Presente na UFSM há um bom tempo, Wilson passou pelas mudanças do processo seletivo, que, agora, abre vagas específicas para candidatos com deficiência. “Para mim, como professor, a estrutura da UFSM para abrigar surdos é boa, pois há intérpretes. Mas esse número é reduzido, já que algumas [intérpretes] se formaram e outras fizeram concurso para dar aulas”.

No último concurso vestibular, o professor percebeu que vários surdos fizeram a prova e foram bem, sendo que dez passaram do ponto de corte. No entanto, com a prova de redação, apenas dois alunos tiveram êxito, sendo que esses são os que têm mais contato com a língua portuguesa. Para Wilson, a redação do vestibular é feita para o português dos ouvintes, o que acaba prejudicando candidatos surdos. “Eu sinto que os surdos são reféns da língua portuguesa. É muito difícil a compreensão, porque, infelizmente, o português não é a primeira língua dos surdos” comenta. O professor acredita que a prova de redação deveria ser em vídeo para que a pessoa surda pudesse tratar do assunto falando em Libras. “Eu sei que a língua portuguesa é muito difícil para as pessoas surdas e era muito provável que elas fossem mal na redação, porque as regras de português são diferentes”, explica.

Libras é a primeira língua dos surdos- e não o português, como a maioria das pessoas acredita. Wilson, que acredita na mudança do processo seletivo, torce para que, futuramente, essas regras possam ser modificadas para que os surdos possam ter as mesmas oportunidades.

Em relação a sua vida pessoal, o professor de cabelos acinzentados e sempre com um sorriso no rosto conta que é casado e diz conseguir distinguir bastante a vida privada da vida acadêmica, mesmo que a última exija um pouco mais de atenção.

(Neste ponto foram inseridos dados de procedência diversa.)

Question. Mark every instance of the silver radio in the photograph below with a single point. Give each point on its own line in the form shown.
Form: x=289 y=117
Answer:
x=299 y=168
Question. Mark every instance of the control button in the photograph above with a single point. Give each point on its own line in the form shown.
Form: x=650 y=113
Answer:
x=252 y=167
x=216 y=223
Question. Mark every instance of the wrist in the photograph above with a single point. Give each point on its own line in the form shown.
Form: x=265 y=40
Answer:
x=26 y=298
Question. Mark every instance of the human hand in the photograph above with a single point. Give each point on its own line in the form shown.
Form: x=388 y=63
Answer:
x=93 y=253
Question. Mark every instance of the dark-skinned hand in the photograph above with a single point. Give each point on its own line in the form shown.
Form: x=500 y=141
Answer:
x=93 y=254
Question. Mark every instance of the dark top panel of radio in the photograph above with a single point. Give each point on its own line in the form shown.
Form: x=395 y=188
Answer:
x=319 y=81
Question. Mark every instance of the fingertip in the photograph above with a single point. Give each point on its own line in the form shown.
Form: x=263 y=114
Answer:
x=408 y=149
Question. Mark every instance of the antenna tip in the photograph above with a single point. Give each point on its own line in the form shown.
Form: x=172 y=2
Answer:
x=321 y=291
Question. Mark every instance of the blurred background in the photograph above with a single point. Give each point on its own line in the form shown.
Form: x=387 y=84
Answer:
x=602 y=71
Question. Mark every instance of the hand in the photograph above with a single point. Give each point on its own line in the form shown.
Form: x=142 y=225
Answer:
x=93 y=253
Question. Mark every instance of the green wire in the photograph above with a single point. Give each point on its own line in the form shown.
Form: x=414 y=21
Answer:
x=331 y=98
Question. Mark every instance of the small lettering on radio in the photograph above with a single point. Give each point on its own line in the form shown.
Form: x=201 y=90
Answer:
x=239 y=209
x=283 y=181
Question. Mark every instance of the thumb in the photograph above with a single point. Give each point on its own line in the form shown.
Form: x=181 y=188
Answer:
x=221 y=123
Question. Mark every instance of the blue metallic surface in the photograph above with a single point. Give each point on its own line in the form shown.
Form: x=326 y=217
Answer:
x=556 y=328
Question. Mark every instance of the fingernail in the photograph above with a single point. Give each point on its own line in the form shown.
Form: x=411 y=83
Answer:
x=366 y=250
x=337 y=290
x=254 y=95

A UFSM ainda conta com outros dois professores surdos, André Reichert, professor efetivo e colega de profissão de Wilson, e também uma professora substituta em Libras, Angelisa Goebel. No Brasil todo, há apenas sete professores doutores surdos e existem muitos que estão fazendo mestrado, além dos que fazem especialização. “Acho que deve haver mais ou menos uns cem professores na área” finaliza o professor, que se comunica, agilmente, pela língua de sinais, e é um exemplo para toda a sociedade.